Réforme du permis de conduire : retour au point mort

permis de conduire macronAlors que la Loi Macron promettait de démocratiser le secteur des auto-écoles, notamment en permettant l’accès à l’examen du permis de conduire aux candidats libres, le système se trouve aujourd’hui paralysé. Délais record, dysfonctionnements du logiciel d’inscription, pénurie d’examinateurs… le manque de moyens mis en œuvre pour l’application de cette réforme est plus que jamais pointé du doigt et soulève la question de la volonté réelle du gouvernement dans cette affaire.

 

Révolutionner le secteur des auto-écoles

 

Le réseau d’auto-écoles français a besoin d’une réorganisation structurelle. Trop d’irrégularités ont entaché le secteur ces dernières années, rendant le passage du permis difficile, voire impossible pour certains candidats, notamment les plus jeunes.

En 2017, les pratiques abusives — et parfois à la limite de la légalité — des auto-écoles ont été pointées du doigt par l’Autorité de la concurrence ainsi que l’association de consommateurs, UFC-Que Choisir : délais trop longs, heures supplémentaires imposées, monopole sur les inscriptions à l’examen, frais abusifs de présentation aux épreuves, etc.

Les recommandations des deux entités sont claires : il faut réformer le système et faciliter le passage du permis en candidat libre pour mettre fin au monopole des auto-écoles traditionnelles. Et donc ouvrir le secteur « à la concurrence, ce qui inciterait les auto-écoles à baisser les prix ».

Bonne nouvelle, c’était bien l’objet de la loi Macron, entrée en vigueur le 1er janvier 2017. Cette dernière entendait révolutionner et démocratiser le système et les conditions d’accès à l’épreuve du permis, notamment en donnant les moyens aux candidats de contourner le système classique.

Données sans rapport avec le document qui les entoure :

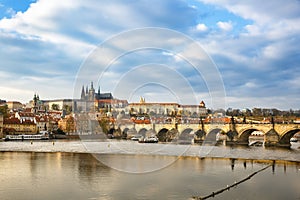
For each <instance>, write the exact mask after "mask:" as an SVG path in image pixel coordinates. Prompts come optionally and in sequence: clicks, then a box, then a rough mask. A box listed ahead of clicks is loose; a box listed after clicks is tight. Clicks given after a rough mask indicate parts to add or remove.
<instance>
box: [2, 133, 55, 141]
mask: <svg viewBox="0 0 300 200" xmlns="http://www.w3.org/2000/svg"><path fill="white" fill-rule="evenodd" d="M48 139H49V136H48V135H47V134H35V135H7V136H6V137H5V141H10V140H48Z"/></svg>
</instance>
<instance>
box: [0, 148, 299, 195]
mask: <svg viewBox="0 0 300 200" xmlns="http://www.w3.org/2000/svg"><path fill="white" fill-rule="evenodd" d="M18 144H19V146H22V145H28V146H30V145H31V144H29V143H18ZM38 144H44V145H43V146H45V145H46V146H47V145H50V144H52V143H50V142H45V143H42V142H41V143H38ZM38 144H37V143H34V144H33V145H38ZM63 144H65V145H69V144H68V143H67V142H61V143H56V144H54V145H53V144H52V146H55V145H57V146H58V147H57V148H59V145H63ZM129 144H132V143H129ZM1 145H11V146H14V145H15V143H1V144H0V147H1ZM73 145H74V144H73ZM149 145H151V144H149ZM153 145H154V144H153ZM145 147H147V146H144V148H145ZM193 147H194V145H193ZM193 147H192V148H190V149H189V150H188V151H191V149H193ZM39 148H40V147H39ZM194 148H196V147H194ZM219 148H221V149H222V148H223V149H229V150H228V151H231V152H232V151H235V150H236V151H240V150H241V149H239V148H228V147H226V148H224V147H219ZM12 149H14V148H12ZM12 149H10V150H12ZM75 149H76V150H78V147H76V148H75ZM214 149H215V150H216V149H218V148H214ZM242 149H243V148H242ZM2 150H3V149H2ZM21 150H22V149H21ZM220 151H221V150H220ZM245 151H247V152H248V154H249V155H248V156H246V157H248V158H246V159H238V158H233V159H232V158H220V157H219V158H211V157H209V156H207V157H199V156H172V155H146V154H140V155H131V154H114V153H106V154H103V153H101V154H98V153H97V154H96V153H94V154H91V153H70V152H69V153H68V152H21V151H20V152H18V151H7V152H3V151H2V152H1V153H0V165H1V170H0V182H1V183H0V197H1V199H2V200H11V199H16V200H18V199H20V200H21V199H22V200H26V199H28V200H29V199H43V200H47V199H49V200H52V199H53V200H54V199H64V200H67V199H70V200H71V199H72V200H74V199H99V200H102V199H103V200H106V199H107V200H118V199H137V200H140V199H172V200H173V199H192V197H193V196H201V197H203V196H206V195H209V194H211V193H212V192H214V191H217V190H219V189H221V188H224V187H226V186H227V185H231V184H233V183H235V182H238V181H240V180H242V179H244V178H245V177H247V176H249V175H250V174H252V173H253V172H256V171H258V170H260V169H262V168H264V167H266V166H269V165H271V166H270V167H269V168H267V169H266V170H264V171H261V172H259V173H257V174H256V175H254V176H253V177H252V178H251V179H249V180H247V181H245V182H243V183H241V184H239V185H237V186H235V187H233V188H230V190H228V191H227V190H226V191H225V192H223V193H221V194H219V195H217V196H215V197H214V199H272V200H273V199H299V198H300V181H299V180H300V162H299V161H293V162H291V161H287V160H290V159H289V155H292V158H293V159H295V155H294V154H295V153H296V155H297V154H298V153H299V152H298V148H296V149H293V148H292V149H291V150H281V149H278V150H274V149H273V150H272V151H275V152H278V153H277V154H278V155H279V157H281V156H282V155H283V154H286V160H285V161H284V160H282V159H277V160H272V159H268V160H256V159H250V158H249V157H251V156H252V155H254V153H255V154H257V152H259V151H260V152H261V154H266V152H268V151H270V150H266V149H264V148H262V147H261V148H258V147H257V148H250V149H249V148H247V149H246V150H245ZM185 153H186V152H185ZM268 154H269V153H267V155H268ZM275 154H276V153H275ZM274 158H276V156H274ZM103 163H105V164H106V165H105V164H103Z"/></svg>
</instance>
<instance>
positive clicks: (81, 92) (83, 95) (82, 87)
mask: <svg viewBox="0 0 300 200" xmlns="http://www.w3.org/2000/svg"><path fill="white" fill-rule="evenodd" d="M81 100H85V91H84V86H82V89H81Z"/></svg>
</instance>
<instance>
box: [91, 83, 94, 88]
mask: <svg viewBox="0 0 300 200" xmlns="http://www.w3.org/2000/svg"><path fill="white" fill-rule="evenodd" d="M91 89H92V90H93V89H94V85H93V81H92V82H91Z"/></svg>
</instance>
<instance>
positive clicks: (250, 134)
mask: <svg viewBox="0 0 300 200" xmlns="http://www.w3.org/2000/svg"><path fill="white" fill-rule="evenodd" d="M254 131H260V130H258V129H256V128H250V129H246V130H243V131H241V133H240V135H239V137H238V141H239V142H245V143H249V136H250V135H251V134H252V133H253V132H254Z"/></svg>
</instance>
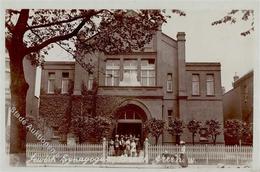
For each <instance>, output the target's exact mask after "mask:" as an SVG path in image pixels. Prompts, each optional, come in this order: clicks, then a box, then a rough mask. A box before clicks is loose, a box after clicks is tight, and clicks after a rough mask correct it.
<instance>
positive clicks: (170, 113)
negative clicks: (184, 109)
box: [168, 110, 173, 126]
mask: <svg viewBox="0 0 260 172" xmlns="http://www.w3.org/2000/svg"><path fill="white" fill-rule="evenodd" d="M172 120H173V113H172V110H168V126H169V124H170V121H172Z"/></svg>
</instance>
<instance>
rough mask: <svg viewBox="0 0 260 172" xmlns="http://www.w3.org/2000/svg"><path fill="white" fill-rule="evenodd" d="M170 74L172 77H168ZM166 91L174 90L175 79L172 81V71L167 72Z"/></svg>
mask: <svg viewBox="0 0 260 172" xmlns="http://www.w3.org/2000/svg"><path fill="white" fill-rule="evenodd" d="M168 76H170V77H171V79H170V80H169V79H168ZM169 84H170V85H171V87H170V89H169V87H168V86H169ZM166 91H167V92H169V93H170V92H173V81H172V73H167V81H166Z"/></svg>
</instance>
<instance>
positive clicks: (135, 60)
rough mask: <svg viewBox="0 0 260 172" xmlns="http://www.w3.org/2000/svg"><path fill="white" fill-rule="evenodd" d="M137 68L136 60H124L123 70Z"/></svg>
mask: <svg viewBox="0 0 260 172" xmlns="http://www.w3.org/2000/svg"><path fill="white" fill-rule="evenodd" d="M128 67H133V68H137V60H124V68H128Z"/></svg>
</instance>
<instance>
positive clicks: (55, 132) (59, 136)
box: [52, 126, 60, 138]
mask: <svg viewBox="0 0 260 172" xmlns="http://www.w3.org/2000/svg"><path fill="white" fill-rule="evenodd" d="M52 137H53V138H58V137H60V136H59V127H57V126H55V127H52Z"/></svg>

Ce texte autorise ainsi le passage du permis en candidat libre et impose aux préfectures de réduire le délai d’attente à deux mois pour tous les aspirants conducteurs. Cette révolution passe notamment par l’arrêt de la procédure classique d’inscriptions, au profit d’une procédure dématérialisée, opérationnelle depuis le 6 novembre dernier.

Pourtant, presque un an plus tard, force est de constater que cette loi ne tient pas ses promesses, pire elle a paralysé le système.

 

Des temps d’attente record

 

Depuis l’entrée en vigueur de ce nouveau système dématérialisé, plusieurs départements font face à des délais d’attente multipliés par 3 ou 4 en ce qui concerne l’attribution des places d’examen. Le Val-de-Marne, la Vendée, la Seine-Maritime et le Pays de la Loire — pour ne citer qu’eux — sont actuellement confrontés à des délais interminables, des reports d’examens et même des annulations le jour même de l’examen, faute d’examinateurs…

« Il y a des départements où ça prend 15 jours et ici c’est trois mois, s’irrite un membre du syndicat UNIC (Union nationale des indépendants de la conduite) du Val-de-Marne. Il n’y a tout simplement pas de personnel. Trois postes devraient être consacrés à cela, mais il n’y a en fait qu’une personne qui traite ces demandes. Et en plus, elle en traite beaucoup d’autres, donc elle n’a matériellement pas le temps de faire tout ça ».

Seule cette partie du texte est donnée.